Employing the cliches he’s learned from American action movies about solving complex international problems through vigilantism, he decides to go it alone, against all odds, in search of the world’s most dangerous man. Just as John Rambo was deployed to win the Vietnam War many years after the fact (during the Reagan administration, appropriately), Spurlock — with tongue set firmly in cheek and head inserted deeply into posterior — sets out to track down the highest-ranking enemy commander in the War on Terror. Like Rambo, he and his film are quaintly anachronistic. When the movie shows choreographed animated Bin Ladens dancing to MC Hammer’s “U Can’t Touch This,” you have to wonder if Spurlock thinks he’s going to be promoting his movie on “The Arsenio Hall Show.”
“Where in the World Is Osama Bin Laden?” would have worked better if it had been made back before 2001, in the years when Bin Laden posed a widely reported, universally recognized threat to world stability — realistically and symbolically — far more significant than the one he presents today.
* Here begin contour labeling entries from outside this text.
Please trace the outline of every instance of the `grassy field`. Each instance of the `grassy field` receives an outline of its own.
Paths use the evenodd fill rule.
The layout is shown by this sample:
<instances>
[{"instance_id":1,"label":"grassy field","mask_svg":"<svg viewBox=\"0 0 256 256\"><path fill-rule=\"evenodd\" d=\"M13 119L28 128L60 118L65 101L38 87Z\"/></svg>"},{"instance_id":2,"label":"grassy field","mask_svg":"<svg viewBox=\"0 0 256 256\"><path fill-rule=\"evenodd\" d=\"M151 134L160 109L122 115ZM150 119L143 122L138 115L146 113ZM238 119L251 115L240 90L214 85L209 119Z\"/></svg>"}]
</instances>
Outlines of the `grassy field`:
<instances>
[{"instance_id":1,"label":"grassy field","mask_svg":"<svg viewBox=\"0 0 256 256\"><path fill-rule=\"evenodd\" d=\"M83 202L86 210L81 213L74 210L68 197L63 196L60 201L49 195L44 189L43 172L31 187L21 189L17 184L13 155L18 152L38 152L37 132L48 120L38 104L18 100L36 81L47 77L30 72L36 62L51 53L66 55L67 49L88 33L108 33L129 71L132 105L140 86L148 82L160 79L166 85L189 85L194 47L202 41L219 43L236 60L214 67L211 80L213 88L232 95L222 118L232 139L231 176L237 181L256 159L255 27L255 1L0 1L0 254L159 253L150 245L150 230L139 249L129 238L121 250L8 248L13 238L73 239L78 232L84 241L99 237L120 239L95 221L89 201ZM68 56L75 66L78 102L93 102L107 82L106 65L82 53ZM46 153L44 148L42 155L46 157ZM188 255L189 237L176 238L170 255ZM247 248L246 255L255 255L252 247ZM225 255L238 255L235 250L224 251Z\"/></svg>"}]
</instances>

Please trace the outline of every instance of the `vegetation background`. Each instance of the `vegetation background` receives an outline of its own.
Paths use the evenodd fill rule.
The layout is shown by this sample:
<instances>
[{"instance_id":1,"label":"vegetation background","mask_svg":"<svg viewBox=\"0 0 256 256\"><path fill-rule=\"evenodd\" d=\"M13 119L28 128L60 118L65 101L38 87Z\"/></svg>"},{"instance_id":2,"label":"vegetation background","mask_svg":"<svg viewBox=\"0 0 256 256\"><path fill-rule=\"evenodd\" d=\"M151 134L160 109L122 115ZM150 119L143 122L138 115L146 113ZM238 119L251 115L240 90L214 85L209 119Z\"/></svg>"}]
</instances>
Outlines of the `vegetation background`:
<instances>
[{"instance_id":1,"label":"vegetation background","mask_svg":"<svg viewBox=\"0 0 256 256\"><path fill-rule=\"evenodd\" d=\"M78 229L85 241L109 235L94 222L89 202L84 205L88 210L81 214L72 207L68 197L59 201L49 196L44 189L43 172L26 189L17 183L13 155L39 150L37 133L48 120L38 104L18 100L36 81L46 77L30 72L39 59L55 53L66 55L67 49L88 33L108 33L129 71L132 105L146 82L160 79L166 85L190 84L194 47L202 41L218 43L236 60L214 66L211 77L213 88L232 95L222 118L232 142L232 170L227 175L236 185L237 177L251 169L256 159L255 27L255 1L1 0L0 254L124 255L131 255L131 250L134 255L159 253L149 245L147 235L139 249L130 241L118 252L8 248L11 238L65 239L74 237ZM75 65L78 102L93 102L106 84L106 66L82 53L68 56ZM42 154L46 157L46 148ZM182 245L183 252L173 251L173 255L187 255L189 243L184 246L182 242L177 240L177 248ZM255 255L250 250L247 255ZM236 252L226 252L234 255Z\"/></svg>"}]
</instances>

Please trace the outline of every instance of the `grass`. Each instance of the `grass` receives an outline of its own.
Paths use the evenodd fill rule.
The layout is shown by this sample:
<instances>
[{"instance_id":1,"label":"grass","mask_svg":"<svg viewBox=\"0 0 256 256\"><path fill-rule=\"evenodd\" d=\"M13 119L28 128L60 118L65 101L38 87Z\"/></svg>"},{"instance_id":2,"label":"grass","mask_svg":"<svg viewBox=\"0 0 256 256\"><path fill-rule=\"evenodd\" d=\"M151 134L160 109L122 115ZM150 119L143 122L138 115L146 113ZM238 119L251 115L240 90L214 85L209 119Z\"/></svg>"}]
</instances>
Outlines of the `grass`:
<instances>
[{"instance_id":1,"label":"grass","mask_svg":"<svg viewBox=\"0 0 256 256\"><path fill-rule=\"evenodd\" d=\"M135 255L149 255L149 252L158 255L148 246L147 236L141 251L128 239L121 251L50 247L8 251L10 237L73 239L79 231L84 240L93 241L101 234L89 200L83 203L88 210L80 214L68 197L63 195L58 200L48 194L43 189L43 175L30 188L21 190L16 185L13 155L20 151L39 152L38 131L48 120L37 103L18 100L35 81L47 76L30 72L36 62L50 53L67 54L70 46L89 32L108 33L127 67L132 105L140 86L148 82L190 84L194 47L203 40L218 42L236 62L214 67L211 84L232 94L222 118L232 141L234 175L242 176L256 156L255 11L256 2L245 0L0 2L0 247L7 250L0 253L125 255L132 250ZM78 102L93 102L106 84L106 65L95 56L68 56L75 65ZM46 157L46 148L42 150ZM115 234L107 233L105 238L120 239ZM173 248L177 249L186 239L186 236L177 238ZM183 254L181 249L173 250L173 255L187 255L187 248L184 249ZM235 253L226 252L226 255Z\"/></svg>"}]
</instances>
Probably nobody would have cared, least of all Condi Rice, but Bin Laden was easier to find then, and anti-American sentiment was not nearly so overt or intense.
Although the film uses trading cards to identify some of the more prominent players (not so far removed from the Most Wanted playing cards actually issued to U.S. military personnel in Iraq), Spurlock spends most of his time interviewing anonymous civilians in the manner of John Candy’s Johnny LaRue on “Street Beef.” He learns that people all over the world say they detest the arrogance of American imperialist foreign policy, but most of them think the American people themselves are OK, anyway. Again and again they say they do not hate American freedoms, they resent outside interference in their own affairs. If any of this comes as news, you may also be surprised to learn that Al Gore was never the president of the United States.
Other things Spurlock learns from people he talks to:
The threat of terrorism created the climate of fear that is being exploited by al-Qaida and the Bush administration. (That’s almost a direct quote from somebody who is not famous.)
Some terrorists are tempted by money, others are tempted by promises of paradise. (Another quote from a Moroccan fellow.)
”Everybody knows” that the Israeli-Palestinian conflict will eventually end with two independent, interacting states. The question is how long it will take and how many more will die in the meantime.
The perpetrators of the 9/11 attacks intended to draw the U.S. into the Middle East, to create the perception of a war against Islam and recruit young people for a militant jihad. It worked beyond their wildest hopes. When the U.S. invaded Iraq, it opened up the country to terrorist factions from all over the region.
”In a counter-insurgency, killing the enemy doesn’t work,” notes a U.S. military officer in Afghanistan.
Spurlock’s wife is having contractions. (She tells him that herself over the phone.)
For a more illuminating examination of the symbiotic relationship between Islamic fundamentalism and American neoconservatism (a relationship based on mutually beneficial fearmongering), see the magnificent three-part BBC documentary “The Power of Nightmares.” For a more enlightening explanation of how the Bush administration bungled nearly every opportunity available after 9/11, see last year’s Oscar-nominated documentary “No End in Sight.” And for a funnier cartoon about Islamic fundamentalism (Iran in the 1970s and beyond) that’s more shaded and emotionally involving, see the film of Marjane Satrapi’s graphic novel(s), “Persepolis.”
In 2008, “Where in the World Is Osama Bin Laden?” serves only as a superficial primer for people who aren’t likely to go see it in the first place.